We’ve blogged several times about discovery issues involving Facebook…not surprisingly, courts across the country continue to discuss the different permutations of social media and electronic discovery. In November, a Pennsylvania Court of Common Pleas issued an opinion in Largent v. Reed, No. 2009-1823 (Pa. Common Pleas Franklin 2011) (slip op.; 11-8-11), a case involving damages for injuries sustained in a case accident. The defendant filed a motion to compel production of the plaintiff’s Facebook login information, asserting that messages and photos on the plaintiff’s Facebook account contradicted her claims of serious injury. The court granted the motion and offered the following reasoning:
The Court holds that no general privacy privilege protects [plaintiff’s] Facebook material from discovery. No court has recognized such privilege, and neither will we. By definition, there can be little privacy on a social networking website. Facebook’s foremost purpose is to “help you connect and share with the people in your life.” That can only be accomplished by sharing information with others. Only the uninitiated or foolish could believe that Facebook is an online lockbox of secrets.

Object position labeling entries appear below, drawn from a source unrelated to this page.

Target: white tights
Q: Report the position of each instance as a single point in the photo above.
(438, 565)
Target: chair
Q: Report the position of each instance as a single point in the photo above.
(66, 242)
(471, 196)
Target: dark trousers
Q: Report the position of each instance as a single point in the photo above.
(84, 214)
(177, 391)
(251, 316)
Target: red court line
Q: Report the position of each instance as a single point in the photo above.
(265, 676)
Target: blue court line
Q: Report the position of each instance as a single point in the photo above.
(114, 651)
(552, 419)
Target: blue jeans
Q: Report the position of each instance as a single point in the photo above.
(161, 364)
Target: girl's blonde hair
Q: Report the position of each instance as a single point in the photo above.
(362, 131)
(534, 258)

The court further held that individual users are not covered under the Stored Communications Act (SCA); thus, the statute did not prohibit the defendant’s discovery in this case. Andrea Cortland of Cozen O’Connor summarized the case and warned Facebook users: “be careful what you post – it’s not as “private” as you think!” Joe Hodnicki at the Law Librarian Blog also posted about the decision and linked to Orin Kerr’s rebuttal at The Volokh Conspiracy:
While it’s true that neither the plaintiff nor the defendant are regulated entities under the statute, Facebook clearly is. [T]he privacy of Facebook communications are protected by 18 U.S.C. 2701 of the Stored Communications Act, … in addition to 18 U.S.C. 1030, the Computer Fraud and Abuse Act, which protects all computers generally. Both of these statutes prohibit accessing electronic accounts without authorization or in excess of authorization. So while ordering the plaintiff to disclose her password to the defendant doesn’t itself violate the SCA or the CFAA, it’s at least an open question whether the defendant’s future act of accessing the plaintiff’s account might violate those statutes.

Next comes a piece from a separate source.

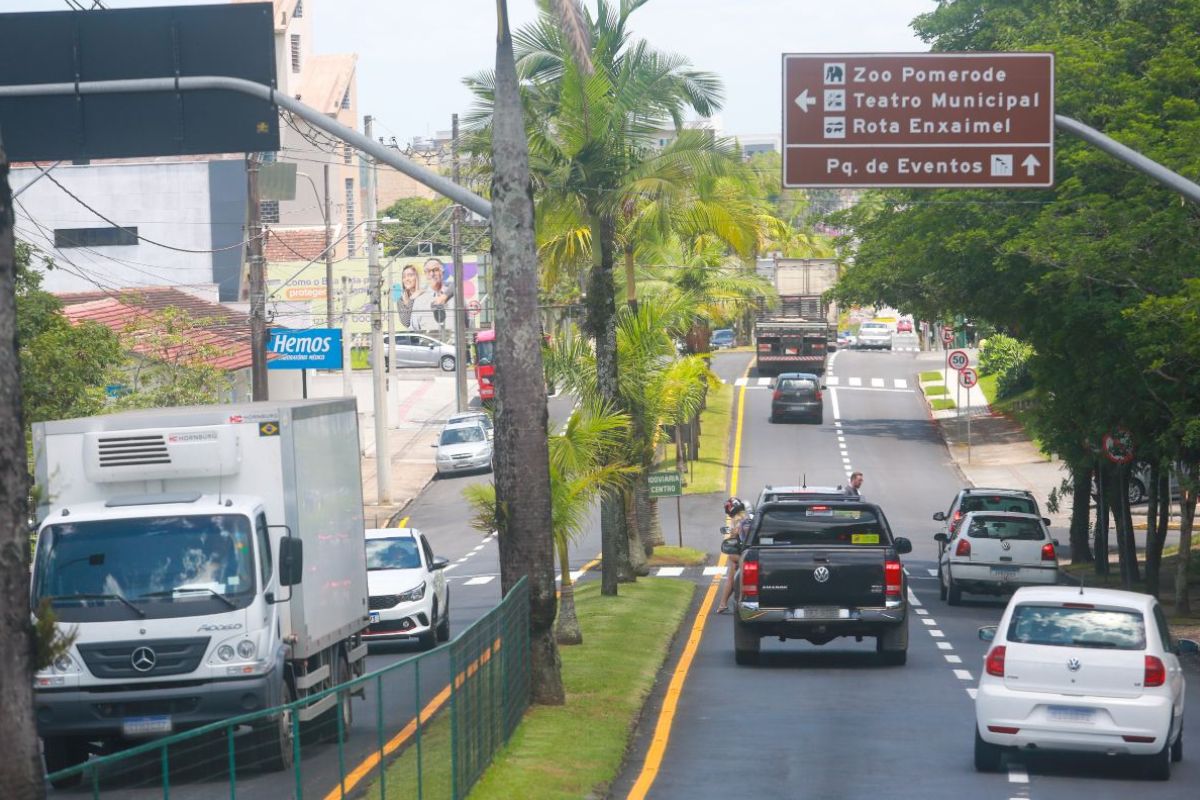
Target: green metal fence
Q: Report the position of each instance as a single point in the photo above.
(425, 727)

As with many questions of the CFAA (and related provisions of the SCA), it hinges on what “authorization” means. Here’s the question: If Facebook says that only the individual account holder can access the account; the individual account holder refuses to voluntarily disclose the password; and someone else accesses the account only because the account holder was forced by a judge to disclose the password, is the “someone else’s” access authorized or not? Put another way, what governs authorization: The views of Facebook and the views of the account holder, or the views of the trial judge who granted the discovery request? It’s not an easy question, creating a significant risk that granting the motion to compel invites the movant to commit a federal crime in the course of discovery.